Quand on vit une rupture affective la grande tentation est de se cacher… de se replier sur soi. Mais, attendre que " ça passe " est l'erreur à ne pas faire.
C'est la meilleure façon pour que s'empoisonne la blessure. C'est la meilleure manière pour se couper de nos moyens de renaître à la vie. La rupture affective atteint notre identité propre. On peut y perdre les repères les plus solides de notre vie. Selon le cas, s'activera une colère fondamentale ; la sensation d'avoir été rejeté, ou abandonné. Le sentiment d'être coupable de quelque chose peut s'en mêler. Parfois la jalousie qui déchire ou le sentiment d'injustice. La sensation de vide, ou la mésestime de soi, la peur désormais du lendemain. Quelque soit l'histoire vécue, on peut guérir assez vite de ces chagrins pourtant si violents.

Il ne s'agit pas d'effacer notre histoire, il s'agit de la digérer, de l'intégrer, et de repartir sur des bases nouvelles en étant plus fort d'avoir assumé cette épreuve, car le risque est gros de la négation de soi. Le danger est de choisir de ne plus aimer, et l'on croit ainsi se protéger !

Parfois on se met dans la psychologie de se venger.
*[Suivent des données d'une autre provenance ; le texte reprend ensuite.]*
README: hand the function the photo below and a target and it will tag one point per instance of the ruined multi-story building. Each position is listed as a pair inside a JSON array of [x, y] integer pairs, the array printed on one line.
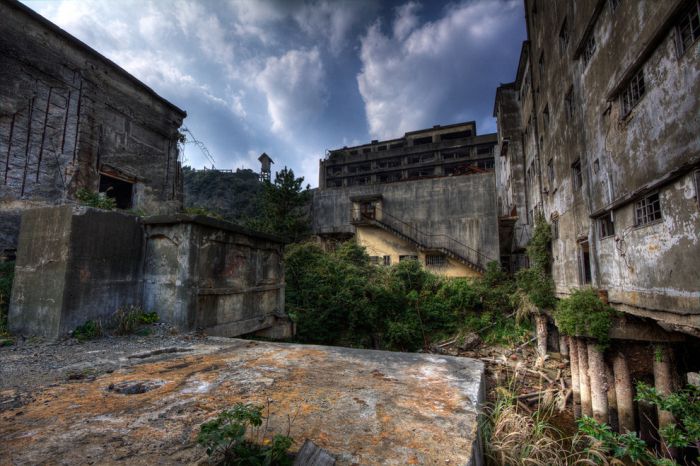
[[599, 133], [428, 196], [71, 118]]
Animé de tels sentiments les prochaines relations ne pourront être heureuses. Parfois on s'engouffre l'amertume, et on rumine sans cesse. Ou l'on se laisse séduire par le désespoir. Toutes ces attitudes sont des façons de ne pas guérir, de rester en " présence " du lien pourtant clos. Qui n'a pas connu un jour cela ?
Le fait d'en parler, dans un climat de confiance ou l'on n'a rien à prouver, rien à cacher, ni nos sentiments, ni nos désespoirsest déjà un grand pas.

Une rupture affective est une épreuve " à vivre ". On a besoin de s'exprimer, d'être compris, d'être encouragé. Et comme toute notre vie affective future dépend de ces guérisons, de même que votre santé d'ailleurs, le jeu en vaut la chandelle.